海洋資源開発に伴う環境調査や洋上風力発電関連の調査、AUV(自律型無人潜水機)の設計製作・運用支援業務、防災・減災分野やインフラ老朽化対策などの受注が増加している。そのほかの環境分野もTCFD(気候関連財務情報開示タスクフォース)やTNFD(自然関連財務情報開示タスクフォース)などの情報開示支援などで民間企業からの受注が伸びている。
さらなる成長に向けて注力するのは、海洋調査と生物多様性分野だ。「顧客や社会のニーズを捉え、それに合わせた技術開発や事業展開を進める」と方針を語る。具体的に海洋調査分野では、AUVに自動サンプリング機能を搭載し、機能の多様性を強化することで、より高精度な調査の実現を目指す。

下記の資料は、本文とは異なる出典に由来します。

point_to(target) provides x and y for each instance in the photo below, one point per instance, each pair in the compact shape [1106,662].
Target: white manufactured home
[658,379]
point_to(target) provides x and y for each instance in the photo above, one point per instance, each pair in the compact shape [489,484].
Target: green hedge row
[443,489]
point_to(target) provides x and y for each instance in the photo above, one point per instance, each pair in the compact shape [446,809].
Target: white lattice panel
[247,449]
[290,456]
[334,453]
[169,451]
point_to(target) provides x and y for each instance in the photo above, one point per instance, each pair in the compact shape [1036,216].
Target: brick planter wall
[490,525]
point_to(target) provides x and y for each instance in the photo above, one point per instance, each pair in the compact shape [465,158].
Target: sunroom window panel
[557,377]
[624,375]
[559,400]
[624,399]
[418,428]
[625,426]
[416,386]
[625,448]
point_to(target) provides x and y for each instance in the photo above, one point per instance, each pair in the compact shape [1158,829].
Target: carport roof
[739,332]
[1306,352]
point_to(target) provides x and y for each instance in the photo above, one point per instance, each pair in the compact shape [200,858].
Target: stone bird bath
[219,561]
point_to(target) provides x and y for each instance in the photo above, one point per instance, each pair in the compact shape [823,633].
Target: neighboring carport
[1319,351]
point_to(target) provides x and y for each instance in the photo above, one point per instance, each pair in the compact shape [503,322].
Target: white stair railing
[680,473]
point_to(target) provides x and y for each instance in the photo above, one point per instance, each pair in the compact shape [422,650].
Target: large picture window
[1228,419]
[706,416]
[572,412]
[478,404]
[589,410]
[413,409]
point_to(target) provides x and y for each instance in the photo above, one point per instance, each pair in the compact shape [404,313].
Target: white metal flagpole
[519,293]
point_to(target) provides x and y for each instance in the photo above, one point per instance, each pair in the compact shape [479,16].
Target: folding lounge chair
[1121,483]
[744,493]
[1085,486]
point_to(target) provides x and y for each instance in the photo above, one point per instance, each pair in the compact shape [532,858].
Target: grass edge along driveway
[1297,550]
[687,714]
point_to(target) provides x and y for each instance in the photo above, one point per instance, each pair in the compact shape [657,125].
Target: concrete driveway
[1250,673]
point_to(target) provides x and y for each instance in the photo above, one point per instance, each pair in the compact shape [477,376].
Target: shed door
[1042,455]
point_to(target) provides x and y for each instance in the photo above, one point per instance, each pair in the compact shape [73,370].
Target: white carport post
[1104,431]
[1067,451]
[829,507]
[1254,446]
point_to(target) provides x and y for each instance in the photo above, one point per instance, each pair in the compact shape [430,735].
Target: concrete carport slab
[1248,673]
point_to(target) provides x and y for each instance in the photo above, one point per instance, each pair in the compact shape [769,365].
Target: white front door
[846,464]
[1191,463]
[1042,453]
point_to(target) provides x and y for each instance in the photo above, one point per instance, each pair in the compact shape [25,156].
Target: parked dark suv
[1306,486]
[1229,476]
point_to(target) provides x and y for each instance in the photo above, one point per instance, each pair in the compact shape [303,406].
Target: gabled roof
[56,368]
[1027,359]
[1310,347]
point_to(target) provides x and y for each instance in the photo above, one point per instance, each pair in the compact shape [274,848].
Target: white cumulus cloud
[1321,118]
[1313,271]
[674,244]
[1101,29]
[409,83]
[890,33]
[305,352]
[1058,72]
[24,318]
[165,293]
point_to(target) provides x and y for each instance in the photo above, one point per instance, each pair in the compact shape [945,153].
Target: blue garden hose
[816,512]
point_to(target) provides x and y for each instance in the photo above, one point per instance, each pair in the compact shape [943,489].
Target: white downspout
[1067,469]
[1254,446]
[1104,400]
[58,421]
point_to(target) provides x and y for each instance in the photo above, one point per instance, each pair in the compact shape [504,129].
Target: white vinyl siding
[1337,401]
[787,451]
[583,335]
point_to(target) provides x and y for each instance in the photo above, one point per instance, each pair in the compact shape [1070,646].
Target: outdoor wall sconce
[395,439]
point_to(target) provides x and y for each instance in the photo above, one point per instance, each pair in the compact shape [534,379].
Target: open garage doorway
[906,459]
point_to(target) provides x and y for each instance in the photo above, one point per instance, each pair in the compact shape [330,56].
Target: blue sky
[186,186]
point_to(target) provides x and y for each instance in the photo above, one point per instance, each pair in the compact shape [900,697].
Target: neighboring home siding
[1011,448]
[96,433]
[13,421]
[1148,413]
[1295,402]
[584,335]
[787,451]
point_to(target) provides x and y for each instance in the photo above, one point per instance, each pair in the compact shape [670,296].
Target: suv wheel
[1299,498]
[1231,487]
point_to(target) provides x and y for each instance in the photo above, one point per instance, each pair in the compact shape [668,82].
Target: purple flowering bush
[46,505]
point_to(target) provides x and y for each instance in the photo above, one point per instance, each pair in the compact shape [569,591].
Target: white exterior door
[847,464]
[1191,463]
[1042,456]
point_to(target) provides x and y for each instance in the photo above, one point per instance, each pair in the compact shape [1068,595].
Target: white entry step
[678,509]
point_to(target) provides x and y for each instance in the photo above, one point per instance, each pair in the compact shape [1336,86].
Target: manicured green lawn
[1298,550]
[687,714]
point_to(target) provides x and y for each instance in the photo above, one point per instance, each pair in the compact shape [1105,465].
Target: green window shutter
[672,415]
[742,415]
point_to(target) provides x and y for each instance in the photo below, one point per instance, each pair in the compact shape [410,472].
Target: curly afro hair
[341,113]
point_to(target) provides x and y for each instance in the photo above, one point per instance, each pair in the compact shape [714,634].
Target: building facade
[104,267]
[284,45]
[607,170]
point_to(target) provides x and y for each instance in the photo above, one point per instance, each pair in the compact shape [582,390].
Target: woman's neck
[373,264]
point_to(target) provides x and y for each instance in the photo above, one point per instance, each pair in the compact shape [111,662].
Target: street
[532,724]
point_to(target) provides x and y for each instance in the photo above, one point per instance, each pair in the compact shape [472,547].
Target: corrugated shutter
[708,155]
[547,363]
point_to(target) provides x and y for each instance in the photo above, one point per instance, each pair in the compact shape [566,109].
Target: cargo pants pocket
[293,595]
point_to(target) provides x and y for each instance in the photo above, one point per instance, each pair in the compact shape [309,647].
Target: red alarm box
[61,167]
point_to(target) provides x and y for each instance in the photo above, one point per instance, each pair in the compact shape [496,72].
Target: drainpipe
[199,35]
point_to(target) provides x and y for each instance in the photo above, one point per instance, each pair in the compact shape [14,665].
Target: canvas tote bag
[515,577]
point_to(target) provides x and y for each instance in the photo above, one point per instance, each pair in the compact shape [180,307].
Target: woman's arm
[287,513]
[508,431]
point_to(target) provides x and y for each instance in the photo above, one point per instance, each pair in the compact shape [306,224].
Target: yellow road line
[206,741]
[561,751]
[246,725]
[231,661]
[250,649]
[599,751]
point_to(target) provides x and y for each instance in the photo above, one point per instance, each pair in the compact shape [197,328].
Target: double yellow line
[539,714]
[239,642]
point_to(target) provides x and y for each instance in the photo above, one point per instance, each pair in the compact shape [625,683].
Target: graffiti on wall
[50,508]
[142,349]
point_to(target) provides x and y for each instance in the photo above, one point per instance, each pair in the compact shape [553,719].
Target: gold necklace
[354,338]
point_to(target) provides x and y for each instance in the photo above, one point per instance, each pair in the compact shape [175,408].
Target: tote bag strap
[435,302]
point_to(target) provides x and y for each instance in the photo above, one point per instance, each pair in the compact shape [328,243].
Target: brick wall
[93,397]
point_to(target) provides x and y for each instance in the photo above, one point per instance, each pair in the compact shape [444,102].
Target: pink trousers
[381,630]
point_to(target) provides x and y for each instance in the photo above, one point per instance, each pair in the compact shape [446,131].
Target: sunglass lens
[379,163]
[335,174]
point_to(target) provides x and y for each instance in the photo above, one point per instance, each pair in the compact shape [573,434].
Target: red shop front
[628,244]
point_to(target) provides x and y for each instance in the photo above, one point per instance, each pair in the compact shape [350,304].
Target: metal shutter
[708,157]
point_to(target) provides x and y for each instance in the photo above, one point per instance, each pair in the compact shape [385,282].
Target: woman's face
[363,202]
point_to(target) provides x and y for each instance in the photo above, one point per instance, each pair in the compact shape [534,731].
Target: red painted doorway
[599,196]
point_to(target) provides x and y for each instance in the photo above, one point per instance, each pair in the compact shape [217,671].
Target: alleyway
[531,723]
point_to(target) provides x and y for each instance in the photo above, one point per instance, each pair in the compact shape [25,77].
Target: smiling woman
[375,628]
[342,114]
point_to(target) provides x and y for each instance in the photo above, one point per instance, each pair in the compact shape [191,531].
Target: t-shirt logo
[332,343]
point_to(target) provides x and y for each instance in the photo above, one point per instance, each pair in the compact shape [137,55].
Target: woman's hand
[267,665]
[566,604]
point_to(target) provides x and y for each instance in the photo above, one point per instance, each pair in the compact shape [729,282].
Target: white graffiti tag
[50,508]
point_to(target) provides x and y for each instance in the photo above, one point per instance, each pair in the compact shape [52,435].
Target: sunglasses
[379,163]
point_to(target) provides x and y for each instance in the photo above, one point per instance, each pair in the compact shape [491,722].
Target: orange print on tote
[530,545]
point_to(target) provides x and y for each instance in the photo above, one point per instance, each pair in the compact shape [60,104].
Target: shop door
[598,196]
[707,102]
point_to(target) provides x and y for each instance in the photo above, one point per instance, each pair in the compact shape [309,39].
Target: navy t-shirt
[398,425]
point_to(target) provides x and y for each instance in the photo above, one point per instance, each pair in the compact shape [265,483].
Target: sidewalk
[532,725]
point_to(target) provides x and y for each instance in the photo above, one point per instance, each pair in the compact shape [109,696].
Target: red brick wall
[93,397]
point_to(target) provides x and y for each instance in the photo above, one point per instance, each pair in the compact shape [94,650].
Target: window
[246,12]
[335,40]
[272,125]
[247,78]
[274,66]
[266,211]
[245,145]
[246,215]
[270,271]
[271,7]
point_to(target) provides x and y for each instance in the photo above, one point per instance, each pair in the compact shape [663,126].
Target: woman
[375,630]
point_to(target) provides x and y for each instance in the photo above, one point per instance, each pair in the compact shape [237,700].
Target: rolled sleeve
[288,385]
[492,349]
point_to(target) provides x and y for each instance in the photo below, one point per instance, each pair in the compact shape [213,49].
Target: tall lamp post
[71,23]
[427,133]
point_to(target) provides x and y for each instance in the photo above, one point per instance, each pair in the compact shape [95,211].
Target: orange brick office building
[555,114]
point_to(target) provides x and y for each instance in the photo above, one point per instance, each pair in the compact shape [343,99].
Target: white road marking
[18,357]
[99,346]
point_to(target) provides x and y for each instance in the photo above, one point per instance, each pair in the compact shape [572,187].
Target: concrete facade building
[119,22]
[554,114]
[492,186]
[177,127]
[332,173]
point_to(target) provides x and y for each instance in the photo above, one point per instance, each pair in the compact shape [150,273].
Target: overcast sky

生物多様性分野では、TNFDの情報開示に着目し、「今後、開示が進めば当社の強みであるネイチャーポジティブへの取り組みが新たなビジネスになる」と需要増加を見据え、生物多様性に関する世界目標『30by30』『劣化生態系の30%回復』に関連した民間企業向けのコンサルティングを強化していく。
新たな取り組みとして24年12月に東京海上日動火災保険と包括業務提携契約を結んだ。水素・アンモニアなどの新エネルギー分野におけるリスク評価事業に乗り出す。「新エネルギーの拡大には、ステークホルダーや地域の理解が必要だ。漏えいした場合の安全性や影響を評価するニーズが生まれている。このほかにも、いまある技術を生かし新しい切り口で社会に貢献できる事業を生み出していきたい」と力を込める。
こうした海洋調査・生物多様性分野の先進的取り組みが、人材獲得にもつながっている。一方、獲得競争が激しい土木分野では「ポテンシャルの高い人材を入社後の教育で強化するなどして対応している」という。
海外では、JICA(国際協力機構)やADB(アジア開発銀行)案件を中心に、環境問題や防災・減災分野に特化した事業展開を進める。地球規模の課題解決に貢献しつつ、「年5-10%の安定成長を続け、30年までに海外事業の売り上げを10億円規模にしたい」と成長を描く。